Moving back and forth, spinning around and adding more threads, the spider strengthens its web, creating a pattern. We are told that spiders are born with the knowledge of how to spin, that the turning of the web is encoded into the motion of their limbs rather than emerging from that dubious receptacle of will. In the last two decades, critical theory has had its fair share of turns: anthropologists, boldly marching into the territory of philosophy, speak of the ontological turn, instructing us that there are many worlds, rather than many worldviews. Rolling out on the waves of the worn out elan vital is the (new) materialist turn, supplementing the post-structuralist focus on language and discourse with an attentiveness to matter itself. The nonhuman turn, where the non is taken as a modifier of the “human” or a reaching beyond it, is the common thread underpinning the diverse interests of the Anglo-Saxon intellectual circles in the early 2000s.
With the publication of The Speculative Turn: Continental Materialism and Realism (2011), which famously included only one female contributor, the focus on existence beyond the faulty correlation of ontology and epistemology asserted itself as the focal point of philosophical inquiry. When the spider spins its web, it weaves some of the lines from the center outward these are called radial. Threads that go around are called orb lines. To the speculative turn, feminism is not a radial line, something that extends from within the centre, but an orb. It is an act of enclosure as revealing: those who proclaimed speculation were too busy weaving their webs to see that they already lived inside an insect colony.
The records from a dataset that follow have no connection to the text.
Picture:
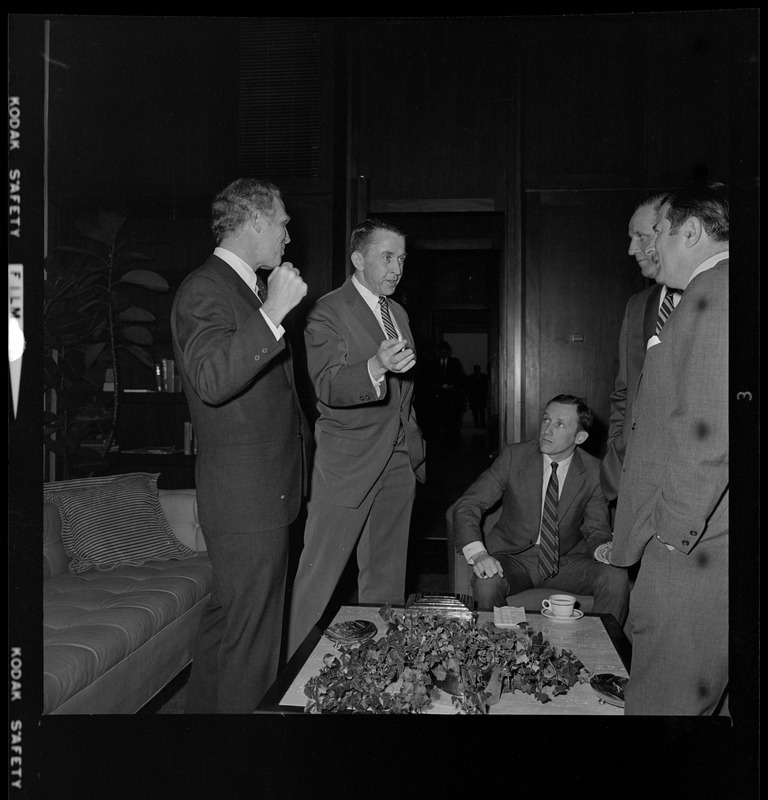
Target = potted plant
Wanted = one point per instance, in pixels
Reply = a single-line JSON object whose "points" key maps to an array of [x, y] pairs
{"points": [[404, 671], [89, 322]]}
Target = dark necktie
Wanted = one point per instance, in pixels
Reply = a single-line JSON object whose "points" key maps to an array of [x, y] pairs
{"points": [[261, 286], [389, 326], [667, 307], [549, 540]]}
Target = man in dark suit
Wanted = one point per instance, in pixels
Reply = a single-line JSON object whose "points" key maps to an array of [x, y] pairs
{"points": [[369, 448], [637, 327], [672, 511], [510, 559], [235, 363]]}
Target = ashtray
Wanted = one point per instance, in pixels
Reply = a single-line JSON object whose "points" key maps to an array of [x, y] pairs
{"points": [[609, 688], [352, 632]]}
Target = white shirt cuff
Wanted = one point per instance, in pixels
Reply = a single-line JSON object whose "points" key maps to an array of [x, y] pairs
{"points": [[471, 550]]}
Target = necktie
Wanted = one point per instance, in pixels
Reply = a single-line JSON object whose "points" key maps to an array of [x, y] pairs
{"points": [[666, 309], [549, 542], [389, 326], [261, 288]]}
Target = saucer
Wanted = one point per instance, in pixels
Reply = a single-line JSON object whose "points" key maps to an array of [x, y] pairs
{"points": [[351, 633], [576, 615]]}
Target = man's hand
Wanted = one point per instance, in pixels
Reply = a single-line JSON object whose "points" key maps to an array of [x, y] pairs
{"points": [[603, 553], [486, 566], [393, 355], [285, 290]]}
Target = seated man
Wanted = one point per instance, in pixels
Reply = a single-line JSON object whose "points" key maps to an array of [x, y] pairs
{"points": [[554, 523]]}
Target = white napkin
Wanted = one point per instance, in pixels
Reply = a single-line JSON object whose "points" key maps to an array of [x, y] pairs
{"points": [[508, 616]]}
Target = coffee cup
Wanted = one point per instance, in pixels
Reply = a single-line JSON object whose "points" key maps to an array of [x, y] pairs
{"points": [[559, 605]]}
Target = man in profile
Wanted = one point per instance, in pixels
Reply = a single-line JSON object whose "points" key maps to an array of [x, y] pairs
{"points": [[672, 510], [641, 319]]}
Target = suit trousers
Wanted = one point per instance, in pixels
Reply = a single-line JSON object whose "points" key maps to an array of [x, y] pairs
{"points": [[679, 619], [238, 642], [578, 573], [380, 528]]}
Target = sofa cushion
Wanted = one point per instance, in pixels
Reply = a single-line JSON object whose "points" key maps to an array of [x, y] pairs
{"points": [[113, 521], [180, 508], [95, 620]]}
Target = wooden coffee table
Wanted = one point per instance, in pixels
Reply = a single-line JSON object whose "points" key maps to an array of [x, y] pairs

The apparent periodization of the title of Katerina Kolozova’s and Eileen A. Joy’s edited collection, After the ‘Speculative Turn’: Realism, Philosophy, Feminism (2016), might seeming confusing. This “after” has to be taken with a grain of salt, as the book soon demonstrates that the challenges of the post-Kantian speculative realism were already prefigured by feminist thought, which has been continually developing a “speculative turn” away from the spotlight. If we are to talk of a realist feminism, we should understand it alongside Kolozova’s own scholarly inclinations to move beyond the social-constructivist and culturalist approaches in gender and feminist theory. Its interlocutor is not chiefly the “speculative realist” and “object-oriented” thought, but rather the dominant strand of feminist theory today, particularly new materialism.